Closed binarybottle closed 11 years ago

binarybottle commented 11 years ago

Martin Reuter (6/12/2013):

I think you can define a boudnary vertex as one where any of its edges is on the boundary. A boundary edge is one that only is in a single triangle.

The other way does not work: and edge with both vertices on the boundary is not necessarily a boundary edge!

binarybottle commented 11 years ago

forrest -- perhaps you could use our find_faces_at_edges() function in mesh.py? the sublists with a single entry would be edges with a single face. a possible alternative would be to use our find_neighbors() function and simply find the sublists with fewer than three neighbors, corresponding to vertices with a maximum of two connected vertices -- would this work, martin?

martin -- why doesn't the other way work? if two vertices are on the boundary, wouldn't their shared edge be a boundary edge for a triangular surface mesh?

binarybottle commented 11 years ago

Martin Reuter (6/14/2013): you need to find boundary edges first and then boundary vertices (It does not matter if you use a label to define your surface patch, that's a pre-step). The labels are defined for triangles right? So they determine if a triangle is inside or outside? Or is it for vertices (would be weird, because vertices are the boundaries of edges, which are the boundaries of triangles, so they are in several triangles and can therefore be in several patches, or do you not cut along edges?

Anyway to the other question, it happens that two vertices are on the boundary, but the edge connecting them is not a boundary edge (e.g. the diagonal of a square).

binarybottle commented 11 years ago

we are using labeled vertices! this is how they were manually assigned within freesurfer for the mindboggle-101 data, and it is how we represent the label data in our vtk files (one label per vertex). i assume that the coordinates for the vertices are label samples, and that the edges are artifacts of the meshing procedure.

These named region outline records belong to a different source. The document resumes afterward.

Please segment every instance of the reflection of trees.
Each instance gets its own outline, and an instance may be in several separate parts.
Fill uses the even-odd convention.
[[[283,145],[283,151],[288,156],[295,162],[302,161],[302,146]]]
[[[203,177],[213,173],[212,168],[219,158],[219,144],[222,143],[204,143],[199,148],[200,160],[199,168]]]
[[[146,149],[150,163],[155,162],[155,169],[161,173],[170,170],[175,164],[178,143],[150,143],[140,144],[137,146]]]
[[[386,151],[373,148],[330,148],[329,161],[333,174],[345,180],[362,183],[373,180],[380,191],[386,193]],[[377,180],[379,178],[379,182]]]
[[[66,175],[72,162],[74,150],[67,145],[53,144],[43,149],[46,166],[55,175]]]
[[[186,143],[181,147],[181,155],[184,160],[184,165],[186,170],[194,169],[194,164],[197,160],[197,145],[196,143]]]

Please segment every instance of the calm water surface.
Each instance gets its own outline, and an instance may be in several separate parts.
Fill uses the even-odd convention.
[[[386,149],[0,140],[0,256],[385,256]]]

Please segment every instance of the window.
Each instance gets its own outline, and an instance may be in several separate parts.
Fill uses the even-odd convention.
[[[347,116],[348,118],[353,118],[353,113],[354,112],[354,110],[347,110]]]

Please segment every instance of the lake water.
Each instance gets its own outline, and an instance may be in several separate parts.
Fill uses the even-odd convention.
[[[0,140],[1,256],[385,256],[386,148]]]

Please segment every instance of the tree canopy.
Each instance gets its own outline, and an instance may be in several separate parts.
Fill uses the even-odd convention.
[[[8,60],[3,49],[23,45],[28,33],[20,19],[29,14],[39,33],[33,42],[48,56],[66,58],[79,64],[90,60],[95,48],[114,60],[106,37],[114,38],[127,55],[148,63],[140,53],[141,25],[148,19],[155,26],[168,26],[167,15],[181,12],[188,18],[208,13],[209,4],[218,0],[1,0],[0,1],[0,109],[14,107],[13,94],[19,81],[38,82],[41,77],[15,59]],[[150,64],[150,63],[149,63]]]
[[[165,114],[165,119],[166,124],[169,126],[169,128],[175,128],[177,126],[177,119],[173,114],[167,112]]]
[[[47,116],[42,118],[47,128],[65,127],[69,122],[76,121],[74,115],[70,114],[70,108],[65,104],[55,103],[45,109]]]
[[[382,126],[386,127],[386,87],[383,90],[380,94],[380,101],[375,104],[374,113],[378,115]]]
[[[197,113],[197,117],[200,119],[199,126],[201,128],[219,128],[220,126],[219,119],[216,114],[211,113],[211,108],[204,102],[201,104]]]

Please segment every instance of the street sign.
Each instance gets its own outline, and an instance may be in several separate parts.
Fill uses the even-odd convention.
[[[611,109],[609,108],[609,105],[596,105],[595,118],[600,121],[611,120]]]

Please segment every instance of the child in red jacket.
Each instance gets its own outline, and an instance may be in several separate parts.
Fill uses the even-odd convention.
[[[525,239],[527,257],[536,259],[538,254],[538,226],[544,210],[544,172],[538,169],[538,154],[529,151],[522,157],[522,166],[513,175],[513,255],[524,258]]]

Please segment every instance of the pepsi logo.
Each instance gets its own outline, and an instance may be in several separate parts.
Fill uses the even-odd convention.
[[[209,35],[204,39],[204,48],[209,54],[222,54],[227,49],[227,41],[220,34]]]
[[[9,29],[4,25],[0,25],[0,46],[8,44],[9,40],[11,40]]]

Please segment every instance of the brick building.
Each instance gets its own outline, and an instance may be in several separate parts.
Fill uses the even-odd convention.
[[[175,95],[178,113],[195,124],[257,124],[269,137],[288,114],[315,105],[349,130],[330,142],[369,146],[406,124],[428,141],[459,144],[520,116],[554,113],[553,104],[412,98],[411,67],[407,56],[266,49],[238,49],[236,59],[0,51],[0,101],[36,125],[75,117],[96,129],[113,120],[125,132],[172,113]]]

binarybottle commented 11 years ago

Martin Reuter (6/14/2013): This way the full surface will not be equal to the union of patches, there will be a strip of triangles between each two labels that separates the patches. Seems that's the way FS does it. Well anyway, you still can define your patches that way (include only triangles where all three vertices are the same label). You could even include triangles where at least 2 vertices have the same label, that way you'd only lose a few triangles where 3 labels touch.